At the on-set of the pandemic, in CY2020, used retail prices increased slightly, following typical seasonal patterns, and then began dropping in April, finally hitting a low point in the late spring months. By late summer of CY2020, Used Retail Prices increased as supply of new vehicle inventory started to become scarce, but retail demand slowed down at the end of CY2020, resulting in declining retail asking prices for the last several weeks of the year. When CY2021 kicked off, demand rebounded while retail prices lagged slightly behind wholesale prices; March of 2021 started the dramatic increases in Used Retail Prices, fueled by stimulus payments, tax season, and shortages of new inventory. During the third quarter, retail prices continued to rise at a slower rate but soon picked up the pace once again to start the fourth quarter. In Q4, prices on retail listings steadily increased week after week. As CY2021 came to an end, the retail listing price index closed 36% above where the year began.
So far in 2022, the Retail Listings Price Index has remained relatively unchanged (green curve on the graph below), The Index sits around 0.99, indicating a very slight decrease in retail pricing. Typically, there is a lag between changes in wholesale prices and retail prices.
This analysis is based on approximately two million vehicles listed for sale on U.S. dealer lots. The graph below looks at 2-6-year-old vehicles. The Index is computed keeping the average age of the mix constant to identify market movements.
Used Retail Listing Volume has stayed somewhat stagnant and is just below 1.00, indicating that the used retail listing volume is around where CY22 started. The CY22 trend line has been closely following the CY20 trend line but over the last few weeks, the trend line has shifted to now follow the CY19 line.
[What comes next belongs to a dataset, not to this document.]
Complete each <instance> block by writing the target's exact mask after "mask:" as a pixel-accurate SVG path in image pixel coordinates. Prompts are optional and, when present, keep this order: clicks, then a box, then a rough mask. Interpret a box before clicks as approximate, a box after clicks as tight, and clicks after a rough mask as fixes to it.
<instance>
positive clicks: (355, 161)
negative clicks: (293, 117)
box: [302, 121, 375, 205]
The Used Retail Days-to-Turn Estimate remains somewhat stagnant, sitting just below 35 days.
Many new model year launches have been delayed until the second half of the year due to the same supply chain issues that have disrupted the automotive industry over the last 2 years. The scarcity of new inventory continues to fuel increases in volume-weighted used vehicle wholesale values. Fuel prices are up nationwide – nearly 10% in the last month – and consumers may be starting to consider the benefits that both hybrid and all-electric vehicles can offer. Volume in lane seems to be comparatively up but some have speculated that this may be due in part to reruns coming back through. Low mileage, clean vehicles continue to be coveted by larger independent dealers and rental companies while other dealers target older, higher mileage vehicles that can be generally procured at a lower price. Lease returns are showing up from a majority of OEMs, indicating that franchise dealers are no longer purchasing every vehicle they can at grounding.
One thing is certain in lanes today: there is no one-size-fits-all approach for buying inventory and sellers should take note.
The Estimated Average Weekly Sales Rate continues to increase and now is at 72%.